Once the parameters of the various PV module models have been identified, it is necessary to calculate the output current corresponding to each measured voltage value. The estimated current values were compared with the measured current values to obtain the Individual Absolute Error (IAE) for each measurement. Figure 1 and Figure 2 illustrate the results obtained by the MGO method, where the IAE is presented as a function of the measured voltage. These plots demonstrate that the IAE, when using the Photowatt-PWP201 module, did not exceed $4.00\times {10}^{-3}$ for the SDM and $3.50\times {10}^{-3}$ for the DDM (Figure 1a,b). For the STM6-40/36 module, it is clear that the IAE value remained below $6.00\times {10}^{-3}$ with both the SDM and the DDM (Figure 2a,b).

Figure 3 and Figure 4 show the values of the objective function obtained by the different optimization algorithms investigated during the parameter estimation process for the two PV modules (Photowatt-PWP201 and STM6-40/36) for both the mathematical SDM and DDM.

The results presented in these figures revealed that the MGO stood out for its high convergence speed right from the first iterations (around 40 iterations). Moreover, its accuracy was better than that of the other methods. These results proved that the MGO-based approach is a particularly effective alternative for solving the problems in question. This performance was due to the ability of the proposed MGO to avoid convergence to local solutions. In addition, the GWO, SSA, and DE algorithms showed a low convergence speed, particularly for the first iterations.
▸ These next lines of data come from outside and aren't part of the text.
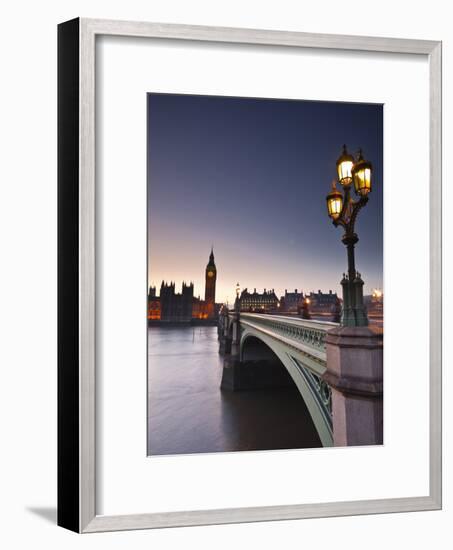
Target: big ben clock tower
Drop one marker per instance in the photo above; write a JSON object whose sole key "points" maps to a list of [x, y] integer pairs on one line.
{"points": [[210, 279]]}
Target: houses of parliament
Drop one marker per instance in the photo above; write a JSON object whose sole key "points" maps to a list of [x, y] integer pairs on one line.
{"points": [[174, 307]]}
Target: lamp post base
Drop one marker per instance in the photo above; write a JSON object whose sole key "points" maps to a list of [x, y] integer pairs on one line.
{"points": [[353, 313]]}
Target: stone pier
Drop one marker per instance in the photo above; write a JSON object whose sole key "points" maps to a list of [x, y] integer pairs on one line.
{"points": [[355, 375]]}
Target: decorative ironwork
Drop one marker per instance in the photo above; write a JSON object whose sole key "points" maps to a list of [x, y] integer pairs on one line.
{"points": [[321, 391], [310, 333]]}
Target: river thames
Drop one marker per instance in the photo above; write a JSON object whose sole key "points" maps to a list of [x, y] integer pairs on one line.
{"points": [[189, 413]]}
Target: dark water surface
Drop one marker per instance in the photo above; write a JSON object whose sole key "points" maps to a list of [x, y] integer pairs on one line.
{"points": [[189, 413]]}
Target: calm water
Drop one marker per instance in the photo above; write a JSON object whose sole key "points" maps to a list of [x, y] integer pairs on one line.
{"points": [[188, 413]]}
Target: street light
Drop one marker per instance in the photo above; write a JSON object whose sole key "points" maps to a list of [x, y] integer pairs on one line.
{"points": [[237, 302], [343, 210]]}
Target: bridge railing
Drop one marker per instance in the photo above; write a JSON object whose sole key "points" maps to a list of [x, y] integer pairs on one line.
{"points": [[305, 332]]}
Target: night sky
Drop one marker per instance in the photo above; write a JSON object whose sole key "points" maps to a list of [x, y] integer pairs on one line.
{"points": [[250, 176]]}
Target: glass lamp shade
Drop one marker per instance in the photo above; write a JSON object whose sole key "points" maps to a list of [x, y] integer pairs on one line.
{"points": [[334, 203], [345, 164], [361, 174]]}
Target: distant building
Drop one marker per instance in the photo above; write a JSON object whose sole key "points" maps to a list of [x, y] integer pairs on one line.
{"points": [[320, 302], [375, 303], [176, 307], [153, 304], [183, 307], [260, 303], [210, 282], [291, 302]]}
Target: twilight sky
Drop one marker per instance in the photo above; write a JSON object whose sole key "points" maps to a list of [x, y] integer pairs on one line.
{"points": [[250, 176]]}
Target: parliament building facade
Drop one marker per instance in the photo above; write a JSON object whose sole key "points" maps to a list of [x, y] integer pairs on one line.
{"points": [[184, 307]]}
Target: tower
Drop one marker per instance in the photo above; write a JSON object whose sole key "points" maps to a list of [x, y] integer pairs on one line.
{"points": [[210, 280]]}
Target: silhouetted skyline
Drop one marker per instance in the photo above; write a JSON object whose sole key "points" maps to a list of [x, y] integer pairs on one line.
{"points": [[250, 176]]}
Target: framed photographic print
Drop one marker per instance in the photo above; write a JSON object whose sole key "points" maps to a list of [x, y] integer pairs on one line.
{"points": [[249, 328]]}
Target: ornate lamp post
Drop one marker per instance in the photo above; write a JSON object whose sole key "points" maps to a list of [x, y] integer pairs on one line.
{"points": [[343, 210], [237, 301]]}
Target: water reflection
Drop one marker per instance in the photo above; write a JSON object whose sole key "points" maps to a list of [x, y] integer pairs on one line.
{"points": [[188, 413]]}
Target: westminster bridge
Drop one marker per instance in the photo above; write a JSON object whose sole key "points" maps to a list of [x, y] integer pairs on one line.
{"points": [[337, 370]]}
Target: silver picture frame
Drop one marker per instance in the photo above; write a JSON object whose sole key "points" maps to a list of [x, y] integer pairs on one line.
{"points": [[77, 256]]}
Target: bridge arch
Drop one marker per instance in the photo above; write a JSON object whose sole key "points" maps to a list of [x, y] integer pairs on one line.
{"points": [[255, 345]]}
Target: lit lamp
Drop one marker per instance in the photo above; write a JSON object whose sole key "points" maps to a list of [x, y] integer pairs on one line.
{"points": [[361, 173], [334, 202], [343, 210], [344, 167]]}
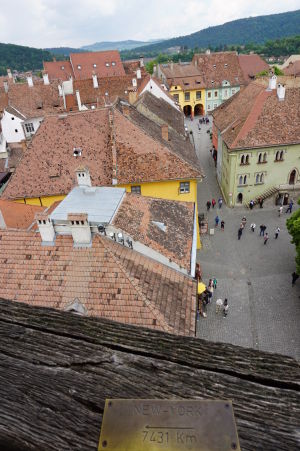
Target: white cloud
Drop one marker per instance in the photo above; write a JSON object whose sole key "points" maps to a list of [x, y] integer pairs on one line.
{"points": [[52, 23]]}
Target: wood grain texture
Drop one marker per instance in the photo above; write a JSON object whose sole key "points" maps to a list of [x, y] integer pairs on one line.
{"points": [[57, 369]]}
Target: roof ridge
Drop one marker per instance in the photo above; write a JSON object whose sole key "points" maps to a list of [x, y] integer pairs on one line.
{"points": [[159, 316], [253, 115]]}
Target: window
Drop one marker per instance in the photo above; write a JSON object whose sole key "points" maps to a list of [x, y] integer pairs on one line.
{"points": [[184, 187], [29, 128], [136, 189], [279, 155]]}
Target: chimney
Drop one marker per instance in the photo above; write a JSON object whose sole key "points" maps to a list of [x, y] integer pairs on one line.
{"points": [[280, 92], [46, 228], [80, 229], [78, 100], [30, 81], [83, 176], [125, 109], [46, 79], [165, 132], [272, 83], [95, 81]]}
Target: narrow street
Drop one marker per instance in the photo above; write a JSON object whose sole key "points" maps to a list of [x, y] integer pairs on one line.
{"points": [[264, 308]]}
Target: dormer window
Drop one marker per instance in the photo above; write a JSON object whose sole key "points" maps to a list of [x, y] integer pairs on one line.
{"points": [[77, 151]]}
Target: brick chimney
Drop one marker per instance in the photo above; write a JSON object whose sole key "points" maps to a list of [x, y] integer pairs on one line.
{"points": [[165, 132], [80, 229], [46, 228]]}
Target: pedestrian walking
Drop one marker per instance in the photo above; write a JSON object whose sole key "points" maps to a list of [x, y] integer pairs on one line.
{"points": [[215, 283], [225, 308], [294, 278], [290, 207], [219, 304]]}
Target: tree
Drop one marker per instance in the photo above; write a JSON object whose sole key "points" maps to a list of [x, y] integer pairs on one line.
{"points": [[293, 226]]}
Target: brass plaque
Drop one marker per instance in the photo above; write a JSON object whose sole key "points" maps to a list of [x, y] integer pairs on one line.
{"points": [[168, 425]]}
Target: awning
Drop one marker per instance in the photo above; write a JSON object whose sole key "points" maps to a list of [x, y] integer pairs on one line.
{"points": [[201, 287]]}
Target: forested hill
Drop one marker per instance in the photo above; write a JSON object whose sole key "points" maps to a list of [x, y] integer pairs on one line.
{"points": [[18, 57], [253, 29]]}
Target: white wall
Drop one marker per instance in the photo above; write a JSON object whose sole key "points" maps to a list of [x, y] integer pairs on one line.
{"points": [[12, 128], [158, 92]]}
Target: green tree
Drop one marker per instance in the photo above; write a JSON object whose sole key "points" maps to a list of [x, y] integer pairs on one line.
{"points": [[293, 226]]}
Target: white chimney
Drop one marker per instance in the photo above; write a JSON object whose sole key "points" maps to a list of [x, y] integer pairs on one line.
{"points": [[46, 79], [78, 100], [83, 177], [280, 92], [80, 228], [46, 228], [30, 82], [272, 83], [95, 81]]}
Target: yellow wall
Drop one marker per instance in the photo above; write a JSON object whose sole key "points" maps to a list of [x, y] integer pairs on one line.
{"points": [[193, 101], [169, 190]]}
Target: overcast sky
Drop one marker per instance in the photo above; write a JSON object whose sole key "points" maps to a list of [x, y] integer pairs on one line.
{"points": [[58, 23]]}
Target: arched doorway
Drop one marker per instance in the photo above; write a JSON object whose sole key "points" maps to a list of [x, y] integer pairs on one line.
{"points": [[187, 109], [292, 178], [239, 198], [198, 110]]}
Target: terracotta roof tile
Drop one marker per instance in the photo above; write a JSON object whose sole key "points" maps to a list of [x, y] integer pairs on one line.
{"points": [[136, 215], [107, 279]]}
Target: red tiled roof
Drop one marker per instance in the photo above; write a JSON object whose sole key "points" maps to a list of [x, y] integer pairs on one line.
{"points": [[58, 70], [18, 216], [109, 280], [136, 215], [96, 62], [255, 117], [252, 65]]}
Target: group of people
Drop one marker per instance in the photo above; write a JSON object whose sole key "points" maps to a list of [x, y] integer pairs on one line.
{"points": [[206, 299]]}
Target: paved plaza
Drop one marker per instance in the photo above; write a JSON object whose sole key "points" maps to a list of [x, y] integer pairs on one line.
{"points": [[264, 308]]}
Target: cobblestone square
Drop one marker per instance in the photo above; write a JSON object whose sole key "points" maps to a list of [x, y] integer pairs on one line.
{"points": [[264, 308]]}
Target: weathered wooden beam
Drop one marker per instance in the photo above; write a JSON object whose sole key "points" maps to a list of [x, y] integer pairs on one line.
{"points": [[57, 369]]}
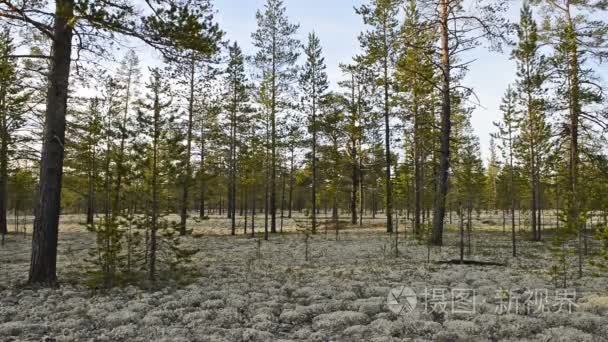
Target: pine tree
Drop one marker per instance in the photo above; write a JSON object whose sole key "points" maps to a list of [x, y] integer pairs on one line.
{"points": [[171, 26], [415, 74], [379, 45], [13, 108], [575, 37], [153, 125], [532, 73], [313, 81], [507, 134], [276, 57], [238, 96]]}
After obtaining the electrical parameters of the two equivalent models (SDM and DDM) of the experimented PV panels, the I–V and P–V characteristics of the two PV modules, Photowatt-PWP-201 and TM6-40/36, estimated by the proposed MGO algorithm for the SDM and the DDM are plotted.
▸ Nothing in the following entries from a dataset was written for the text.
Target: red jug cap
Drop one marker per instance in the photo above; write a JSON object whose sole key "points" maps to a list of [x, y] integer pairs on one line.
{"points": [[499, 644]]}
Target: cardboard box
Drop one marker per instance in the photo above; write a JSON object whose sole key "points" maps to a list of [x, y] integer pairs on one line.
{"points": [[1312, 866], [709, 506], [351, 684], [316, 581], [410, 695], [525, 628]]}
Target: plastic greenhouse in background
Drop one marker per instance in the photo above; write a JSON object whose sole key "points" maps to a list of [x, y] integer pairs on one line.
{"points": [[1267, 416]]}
In fact, the five key parameters of the SDM and the seven ones of the DDM PV module obtained by implementing the MGO algorithm were used to calculate the generated currents in accordance with Equations (5) and (9), respectively. As a result, the I–V and P–V characteristics were easily obtained. Accordingly, Figure 5, Figure 6, Figure 7 and Figure 8 show such plots highlighting clearly that the estimated characteristics (I–V and P–V) were in good agreement with the experimental data points, thereby proving the effectiveness of the MGO compared to the other algorithms.

6. Conclusions and Future Works

This investigation presented a new application of a Mountain Gazelle Optimizer-based approach (MGO) for identifying the key parameters of the photovoltaic Single-Diode Model (SDM) and Double-Diode Model (DDM) of technologies widely used in the literature: monocrystalline STM6-40/36 and polycrystalline Photowatt-PWP20 photovoltaic panels. The performance of the suggested MGO was assessed by many statistical indicators such as the standard deviation, Max RMSE, mean RMSE, Min RMSE, IAE, and the I–V, and P–V characteristics. The results of the experiment showed that the MGO-based method achieved superior performance and produced a competitive end result compared with other well-cited algorithms. Hence, the MGO can be a feasible alternative for parameter estimation of complex PV cell models. The experimental validation of the parameter estimation of the tested PV modules used data extracted from the I–V and P–V characteristics. For all models examined, the suggested MGO outperformed all the selected state-of-the-art optimizers by achieving the best performance in terms of accuracy, stability, and statistical data and the lowest RMSE over 30 independent runs. More concretely, the extensive experiments on the MGO showed that it outperformed the GWO algorithm by 47.17% and 46.94% on the SDM and DDM of the STM6-40/36 module, respectively. As future prospects, the MGO will be investigated to deal with many other complex optimization problems such as the maximum power point tracking issue in photovoltaic- and wind-energy-conversion systems and economic dispatch in modern power systems and smart grids.